La decisione chiarisce che, ove la procedura sia qualificata negli atti di gara come affidamento in concessione mediante finanza di progetto ex art. 193 d.lgs. n. 36/2023 e sia svolta nella forma della gara aperta per la scelta del concessionario, essa resta attratta nel perimetro del contenzioso appalti.

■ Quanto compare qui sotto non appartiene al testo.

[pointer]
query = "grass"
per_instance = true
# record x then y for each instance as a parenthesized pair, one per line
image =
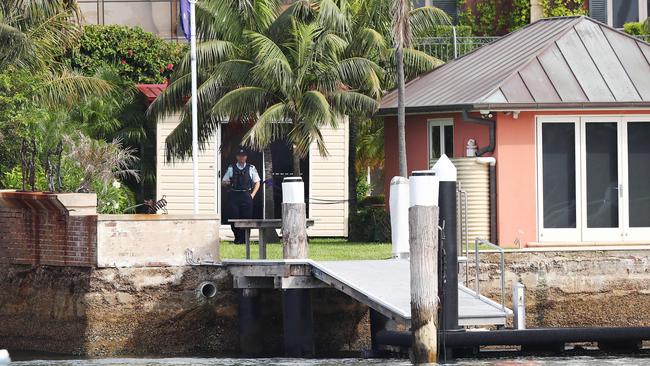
(319, 249)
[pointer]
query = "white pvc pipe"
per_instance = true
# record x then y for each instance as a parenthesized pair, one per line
(293, 190)
(399, 212)
(423, 190)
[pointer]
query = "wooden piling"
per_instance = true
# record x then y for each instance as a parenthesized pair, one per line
(423, 242)
(294, 231)
(297, 311)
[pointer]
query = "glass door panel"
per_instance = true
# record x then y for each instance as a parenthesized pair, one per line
(638, 181)
(558, 179)
(601, 176)
(559, 175)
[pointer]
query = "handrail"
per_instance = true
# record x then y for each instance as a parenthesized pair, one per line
(502, 266)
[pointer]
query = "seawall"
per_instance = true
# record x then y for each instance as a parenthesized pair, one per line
(152, 311)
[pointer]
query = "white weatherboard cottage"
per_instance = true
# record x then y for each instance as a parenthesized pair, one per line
(326, 179)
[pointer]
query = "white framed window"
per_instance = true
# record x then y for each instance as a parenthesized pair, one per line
(441, 138)
(620, 12)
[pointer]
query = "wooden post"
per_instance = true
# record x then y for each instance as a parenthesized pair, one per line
(294, 231)
(297, 311)
(423, 242)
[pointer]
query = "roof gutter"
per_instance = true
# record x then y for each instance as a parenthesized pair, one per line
(492, 131)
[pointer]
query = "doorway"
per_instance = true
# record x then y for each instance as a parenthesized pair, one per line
(593, 179)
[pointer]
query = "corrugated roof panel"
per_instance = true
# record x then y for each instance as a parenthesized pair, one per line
(516, 91)
(555, 60)
(561, 75)
(633, 61)
(607, 62)
(538, 83)
(583, 68)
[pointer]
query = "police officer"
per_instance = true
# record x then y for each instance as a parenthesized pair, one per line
(244, 182)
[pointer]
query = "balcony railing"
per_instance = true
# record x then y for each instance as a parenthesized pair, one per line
(449, 48)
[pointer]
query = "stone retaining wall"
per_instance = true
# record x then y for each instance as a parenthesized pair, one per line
(582, 288)
(154, 311)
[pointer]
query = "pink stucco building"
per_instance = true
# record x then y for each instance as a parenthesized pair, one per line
(567, 102)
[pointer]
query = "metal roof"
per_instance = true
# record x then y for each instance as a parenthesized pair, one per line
(554, 62)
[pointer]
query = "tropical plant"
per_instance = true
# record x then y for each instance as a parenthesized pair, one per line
(132, 53)
(34, 34)
(284, 72)
(403, 27)
(100, 161)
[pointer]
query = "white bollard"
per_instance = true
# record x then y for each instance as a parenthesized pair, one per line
(518, 306)
(423, 188)
(293, 190)
(399, 216)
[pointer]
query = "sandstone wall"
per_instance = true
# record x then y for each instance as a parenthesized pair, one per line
(575, 287)
(152, 311)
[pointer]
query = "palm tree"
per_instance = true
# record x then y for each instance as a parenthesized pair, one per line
(372, 34)
(287, 74)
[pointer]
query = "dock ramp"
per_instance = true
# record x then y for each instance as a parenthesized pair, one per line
(383, 285)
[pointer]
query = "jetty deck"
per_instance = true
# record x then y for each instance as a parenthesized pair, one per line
(383, 285)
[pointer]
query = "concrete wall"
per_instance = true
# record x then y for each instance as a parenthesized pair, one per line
(155, 240)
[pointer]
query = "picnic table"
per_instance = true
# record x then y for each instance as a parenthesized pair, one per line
(262, 225)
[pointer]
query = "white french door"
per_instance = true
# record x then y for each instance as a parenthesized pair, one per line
(594, 179)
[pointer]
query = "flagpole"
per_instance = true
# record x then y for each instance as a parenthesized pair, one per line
(195, 113)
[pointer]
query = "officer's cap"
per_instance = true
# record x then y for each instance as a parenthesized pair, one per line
(241, 151)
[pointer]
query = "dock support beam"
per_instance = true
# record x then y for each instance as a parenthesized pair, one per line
(250, 325)
(423, 246)
(297, 312)
(448, 254)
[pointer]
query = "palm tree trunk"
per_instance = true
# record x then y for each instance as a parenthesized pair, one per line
(353, 131)
(296, 165)
(401, 112)
(267, 185)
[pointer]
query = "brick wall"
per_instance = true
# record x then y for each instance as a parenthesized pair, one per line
(35, 228)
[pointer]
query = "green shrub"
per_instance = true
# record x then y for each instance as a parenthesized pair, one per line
(634, 28)
(132, 53)
(371, 222)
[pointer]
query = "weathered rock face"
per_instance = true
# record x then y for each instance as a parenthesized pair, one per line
(575, 288)
(145, 311)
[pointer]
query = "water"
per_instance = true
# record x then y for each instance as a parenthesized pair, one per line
(522, 361)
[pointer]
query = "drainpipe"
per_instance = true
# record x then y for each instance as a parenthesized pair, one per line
(492, 168)
(492, 131)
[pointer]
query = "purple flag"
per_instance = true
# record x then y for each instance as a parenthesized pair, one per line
(185, 17)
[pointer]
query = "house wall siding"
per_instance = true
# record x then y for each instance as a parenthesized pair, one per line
(174, 179)
(329, 181)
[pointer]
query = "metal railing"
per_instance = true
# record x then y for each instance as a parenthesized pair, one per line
(463, 228)
(478, 242)
(449, 48)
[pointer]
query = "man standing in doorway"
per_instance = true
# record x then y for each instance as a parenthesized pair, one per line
(244, 182)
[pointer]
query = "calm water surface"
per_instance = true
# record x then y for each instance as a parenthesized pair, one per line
(524, 361)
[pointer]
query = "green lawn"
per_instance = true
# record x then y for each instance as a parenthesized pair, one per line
(319, 249)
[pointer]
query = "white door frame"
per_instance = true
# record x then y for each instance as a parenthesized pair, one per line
(601, 234)
(623, 233)
(555, 234)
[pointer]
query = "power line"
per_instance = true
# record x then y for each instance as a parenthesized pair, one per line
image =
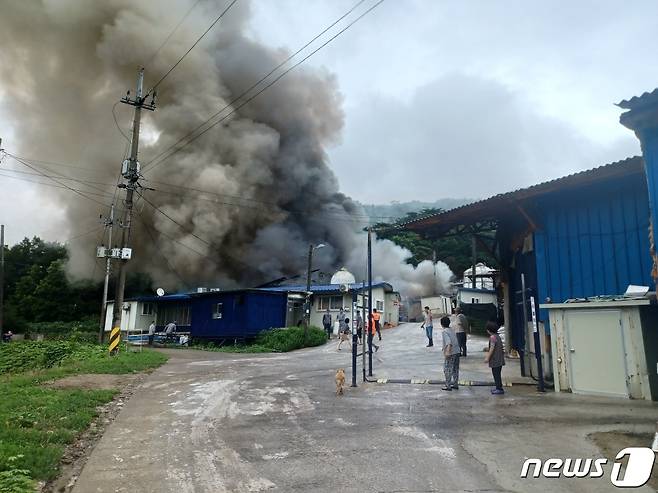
(253, 86)
(337, 215)
(328, 215)
(164, 257)
(191, 47)
(63, 177)
(79, 192)
(202, 240)
(116, 122)
(53, 178)
(166, 40)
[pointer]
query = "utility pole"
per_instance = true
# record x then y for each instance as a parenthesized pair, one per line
(434, 265)
(370, 318)
(108, 264)
(2, 276)
(474, 248)
(307, 307)
(130, 173)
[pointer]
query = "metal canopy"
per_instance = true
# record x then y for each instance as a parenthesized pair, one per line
(486, 215)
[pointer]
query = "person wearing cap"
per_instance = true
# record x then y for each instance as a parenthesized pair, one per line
(451, 354)
(461, 328)
(428, 325)
(371, 330)
(495, 356)
(376, 316)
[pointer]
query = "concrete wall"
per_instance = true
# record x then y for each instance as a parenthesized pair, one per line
(131, 319)
(128, 317)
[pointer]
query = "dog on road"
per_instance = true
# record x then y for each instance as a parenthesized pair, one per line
(340, 381)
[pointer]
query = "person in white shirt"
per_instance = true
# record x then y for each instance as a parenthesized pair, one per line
(151, 333)
(461, 326)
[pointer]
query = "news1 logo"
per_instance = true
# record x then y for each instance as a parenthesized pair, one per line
(637, 472)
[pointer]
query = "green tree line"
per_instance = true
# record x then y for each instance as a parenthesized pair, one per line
(454, 251)
(37, 288)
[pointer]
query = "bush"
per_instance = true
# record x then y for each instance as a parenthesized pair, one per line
(58, 330)
(291, 338)
(33, 355)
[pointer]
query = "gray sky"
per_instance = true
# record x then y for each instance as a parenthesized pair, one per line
(449, 99)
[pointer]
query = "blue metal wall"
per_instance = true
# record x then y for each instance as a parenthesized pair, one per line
(594, 242)
(244, 315)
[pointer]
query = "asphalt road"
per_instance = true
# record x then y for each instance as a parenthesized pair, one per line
(213, 422)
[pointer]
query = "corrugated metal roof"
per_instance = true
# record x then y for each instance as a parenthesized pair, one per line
(493, 206)
(637, 101)
(167, 297)
(325, 288)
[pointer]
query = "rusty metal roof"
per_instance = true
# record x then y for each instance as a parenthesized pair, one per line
(637, 101)
(497, 205)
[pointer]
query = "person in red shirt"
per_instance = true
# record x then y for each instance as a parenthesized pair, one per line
(376, 316)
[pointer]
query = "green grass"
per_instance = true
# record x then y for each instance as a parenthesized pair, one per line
(37, 422)
(274, 341)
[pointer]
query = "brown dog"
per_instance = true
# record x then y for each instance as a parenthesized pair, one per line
(340, 381)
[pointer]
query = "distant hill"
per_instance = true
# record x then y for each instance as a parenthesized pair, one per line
(400, 209)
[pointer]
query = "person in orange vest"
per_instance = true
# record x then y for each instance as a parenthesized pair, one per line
(371, 328)
(376, 316)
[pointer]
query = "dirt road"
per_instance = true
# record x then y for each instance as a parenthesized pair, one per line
(212, 422)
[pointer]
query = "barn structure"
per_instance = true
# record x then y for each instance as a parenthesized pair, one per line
(582, 238)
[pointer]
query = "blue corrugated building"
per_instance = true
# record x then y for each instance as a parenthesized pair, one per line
(583, 235)
(239, 314)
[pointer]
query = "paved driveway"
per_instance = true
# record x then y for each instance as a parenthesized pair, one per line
(212, 422)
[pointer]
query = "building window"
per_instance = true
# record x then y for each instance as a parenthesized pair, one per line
(217, 310)
(331, 302)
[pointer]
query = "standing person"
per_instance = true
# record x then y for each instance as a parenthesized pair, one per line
(376, 316)
(371, 332)
(151, 332)
(359, 325)
(326, 322)
(461, 328)
(429, 327)
(339, 320)
(450, 355)
(495, 356)
(170, 328)
(344, 334)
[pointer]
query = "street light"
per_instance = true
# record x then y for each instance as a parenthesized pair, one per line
(307, 314)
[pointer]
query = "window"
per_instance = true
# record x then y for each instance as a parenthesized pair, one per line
(331, 302)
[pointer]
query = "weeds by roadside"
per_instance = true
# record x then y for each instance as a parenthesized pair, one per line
(36, 421)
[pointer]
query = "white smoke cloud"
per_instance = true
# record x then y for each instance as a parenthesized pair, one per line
(268, 161)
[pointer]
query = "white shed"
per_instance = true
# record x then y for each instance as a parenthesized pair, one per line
(605, 347)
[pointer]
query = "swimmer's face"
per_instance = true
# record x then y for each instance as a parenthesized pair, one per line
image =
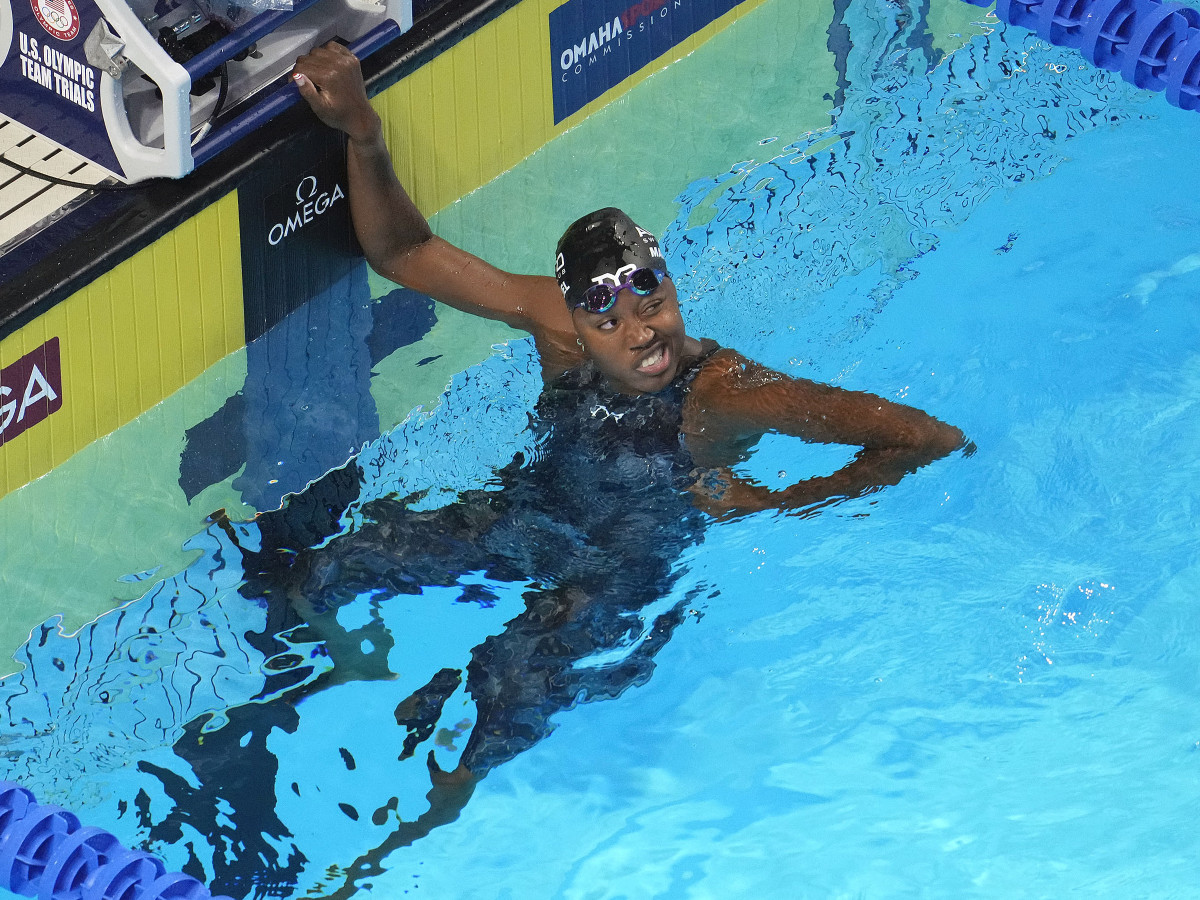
(636, 345)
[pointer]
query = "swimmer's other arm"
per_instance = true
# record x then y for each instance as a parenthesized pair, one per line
(738, 401)
(395, 237)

Ne consegue l’applicazione del termine decadenziale di 30 giorni per l’impugnazione del bando, decorrente dalla sua pubblicazione.
Il Collegio afferma inoltre che la presenza di un bene demaniale nell’oggetto della concessione non muta la natura della procedura, che rimane quella di evidenza pubblica disciplinata dal Codice dei contratti: ciò che rileva è l’assetto genetico dell’affidamento come risultante dalla lex specialis, non la qualificazione sostanziale del bene.
In tale quadro, viene confermata l’eccezionalità dell’istituto della rimessione in termini per errore scusabile ex art. 37 c.p.a., ammessa solo in presenza di oggettiva incertezza normativa o di gravi impedimenti di fatto, non ravvisabili quando la disciplina di gara e il quadro normativo risultino chiari nell’assoggettare la controversia al rito appalti.
È altresì ribadito che la sentenza in forma semplificata ex art. 60 c.p.a. è legittimamente adottabile anche nel rito appalti, purché le parti siano state previamente avvisate della possibile definizione immediata della controversia.
Il Consiglio di Stato, dunque, conferma un orientamento di rigorosa perimetrazione del rito speciale, valorizzando esigenze di celerità e stabilità delle procedure di affidamento pubblico, anche quando incidano su concessioni demaniali complesse.